I neglected to take this to the obvious next step which would be EOC'ing for the 8 miles. This drops rotations per mile down to 2112 or 2.49 ft/rotation - a nearly 150% improvement in efficiency for every revolution the engine actually turns.
Sorry for skipping through posts.. butI wanted to say that some trains now use a gasoline engine (probably diesel) with an open throttle at the point of most power (15k rpm on some) to charge batteries that actually run the train. This is more efficient than just running at medial rpm constantly.

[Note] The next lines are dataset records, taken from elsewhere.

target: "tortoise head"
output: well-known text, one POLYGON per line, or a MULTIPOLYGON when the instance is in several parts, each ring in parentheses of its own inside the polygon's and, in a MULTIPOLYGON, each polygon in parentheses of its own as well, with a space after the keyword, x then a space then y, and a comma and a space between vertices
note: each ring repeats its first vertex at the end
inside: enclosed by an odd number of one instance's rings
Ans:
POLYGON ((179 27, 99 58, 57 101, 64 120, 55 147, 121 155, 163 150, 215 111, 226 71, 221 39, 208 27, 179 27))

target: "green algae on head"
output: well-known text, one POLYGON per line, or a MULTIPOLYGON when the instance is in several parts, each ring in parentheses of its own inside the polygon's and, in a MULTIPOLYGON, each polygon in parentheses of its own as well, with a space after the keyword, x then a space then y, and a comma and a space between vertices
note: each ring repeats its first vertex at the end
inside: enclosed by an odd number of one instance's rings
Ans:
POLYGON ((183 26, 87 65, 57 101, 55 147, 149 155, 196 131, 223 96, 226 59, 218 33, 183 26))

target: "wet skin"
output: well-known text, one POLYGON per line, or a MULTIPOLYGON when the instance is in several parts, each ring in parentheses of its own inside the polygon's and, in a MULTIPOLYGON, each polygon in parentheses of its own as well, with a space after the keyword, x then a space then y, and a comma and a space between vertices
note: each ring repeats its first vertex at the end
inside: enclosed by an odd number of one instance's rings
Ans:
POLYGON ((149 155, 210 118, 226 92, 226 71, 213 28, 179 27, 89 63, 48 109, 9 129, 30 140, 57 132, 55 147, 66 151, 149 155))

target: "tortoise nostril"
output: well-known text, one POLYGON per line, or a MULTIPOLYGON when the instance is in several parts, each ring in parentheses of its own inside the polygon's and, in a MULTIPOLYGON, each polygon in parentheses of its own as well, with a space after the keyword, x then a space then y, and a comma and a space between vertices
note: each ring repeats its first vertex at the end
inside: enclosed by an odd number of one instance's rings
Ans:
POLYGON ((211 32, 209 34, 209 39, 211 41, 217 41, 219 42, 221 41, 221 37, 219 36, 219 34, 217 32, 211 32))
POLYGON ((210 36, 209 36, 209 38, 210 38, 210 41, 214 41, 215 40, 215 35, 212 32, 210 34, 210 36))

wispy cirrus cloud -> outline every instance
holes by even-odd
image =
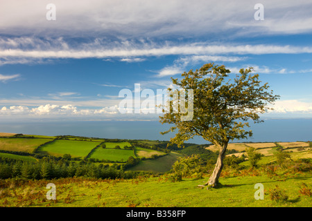
[[[1,75],[0,74],[0,82],[6,83],[8,81],[16,81],[19,79],[21,75]]]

Hondaaccord98 wrote:" ...and probably hard on the car what with 65 mph reengagements from idle and many into neutral and then to 5th gear shifts as opposed to just keeping it in 5th. If I destroy my transmission I probably lose out expense wise ... gas $ saved is less than $ for a new transmission. "
Those maneuvers are not supposed to be abusive to the tranny. When I shift from neutral to 5th I like to open the throttle slightly to get the revs up a little, then engage the clutch gradually. It only takes a half second to do it this way.
Here's another reason for gentle rev changes. I noticed in my car that if I go from neutral to 5th and dump the clutch so the revs rise quickly, then the O2 sensor readings show a richer A/F ratio for about 1/2 second. If I engage the clutch gradually and bring the revs up carefully, then the O2 sensor stays lean. My theory is that my car has an accelleration enrichment function that applies to rapid rev changes, not just rapid throttle changes like traditional accel enrich. I also found that my car has a decel enrichment as well, so I learned to get off the throttle gradually, too. I have a feeling this isn't unique to my car, other modern fuel injected engines may have a similar strategy to maintain smooth power delivery.
That's an excellent point Dave. It is also one of the reasons most cars these days are being built with electronic throttle control, so that the manufacturers can reduce the impact on emissions through sudden extreme throttle changes. My understanding is that a controlled decel is common to reduce oxides of nitrogen - which suggests to me that it is kept on the slightly rich side during this controlled decel period. If a person were to limit decelleration beyond the point at which the computer kicks in, they can likely decrease fuel consumption slightly. Conversely if one isn't attuned to the dynamics of the computer, they might burn more fuel by controlling the deceleration themself.
I doubt it will make much difference over the course of a full tank, but it's just one more wrench in the box at your disposal.